The Inky Awards were founded by the Centre for Youth Literature at the State Library Victoria in 2007 as Australia's first national teen choice awards for young adult literature.

In 2020, the INKY awards were discontinued indefinitely as part of State Library timetabling changes.

== Gold Inky Award Winners (Australian) ==

| Year | Author | Title | Publisher |
|---|---|---|---|
| 2019 | Lynette Noni | Whisper | Pantera |
| 2018 | Peter Vu | Paper Cranes Don’t Fly | Ford Street |
| 2017 | Cath Crowley | Words in Deep Blue | Pan Macmillan |
| 2016 | Amie Kaufman & Jay Kristoff | Illuminae | Allen and Unwin |
| 2015 | Gabrielle Tozer | The Intern | HarperCollins |
| 2014 | Will Kostakis | The First Third | Penguin Random House |
| 2013 | Barry Jonsberg | My Life as an Alphabet | Allen and Unwin |
| 2012 | Em Bailey | Shift | Hardie Grant Egmont |
| 2011 | James Moloney | Silvermay | HarperCollins |
| 2010 | Lucy Christopher | Stolen | Scholastic |
| 2009 | Randa Abdul-Fattah | Where the Streets Have No Name | HarperCollins |
| 2008 | James Roy | Town | University of Queensland Press |
| 2007 | Simmone Howell | Notes from the Teenage Underground | Pan Macmillan |

== Silver Inky Award Winners (Non-Australian) ==

| Year | Author | Title | Publisher | Ref. |
|---|---|---|---|---|
| 2019 | Holly Black | The Cruel Prince | Allen & Unwin |  |
| 2018 | Angie Thomas | The Hate U Give | Walker |  |
| 2017 | Alice Oseman | Radio Silence | HarperCollins |  |
| 2016 | Jandy Nelson | I'll Give You the Sun | Walker Books |  |
| 2015 | Rainbow Rowell | Fangirl | Pan Macmillan |  |
| 2014 | Julie Berry | All The Truth That's In Me | HarperCollins |  |
| 2013 | Maggie Stiefvater | The Raven Boys | Scholastic |  |
| 2012 | John Green | The Fault in Our Stars | Penguin Random House |  |
| 2011 | Cassandra Clare | Clockwork Angel | Walker Books |  |
| 2010 | Maggie Stiefvater | Shiver | Scholastic |  |
| 2009 | Suzanne Collins | The Hunger Games | Scholastic |  |
| 2008 | Jenny Downham | Before I Die | Penguin Random House |  |
| 2007 | John Green | Looking for Alaska | HarperCollins |  |

== The Process ==
Eligible books are submitted for consideration by publishers via a nomination form on InsideaDog.com.au.

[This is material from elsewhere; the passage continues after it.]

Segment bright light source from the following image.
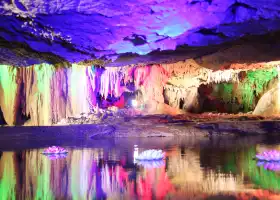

A longlist of 10 Australian books and 10 international books is then selected by "Inky Awards teen alumni", with the Centre for Youth Literature staff acting as the filter for coordination and eligibility.

The longlist is read by a panel of teenaged judges, who whittle the list down to a shortlist of ten books (5 Australian, 5 international).

The shortlist is published on Inside a Dog and individuals aged 12–18 can vote for their favourite. The Australian book with the most votes receives the Gold Inky Award and a cash prize ($2000), and the international book with the most votes wins the Silver Inky Award.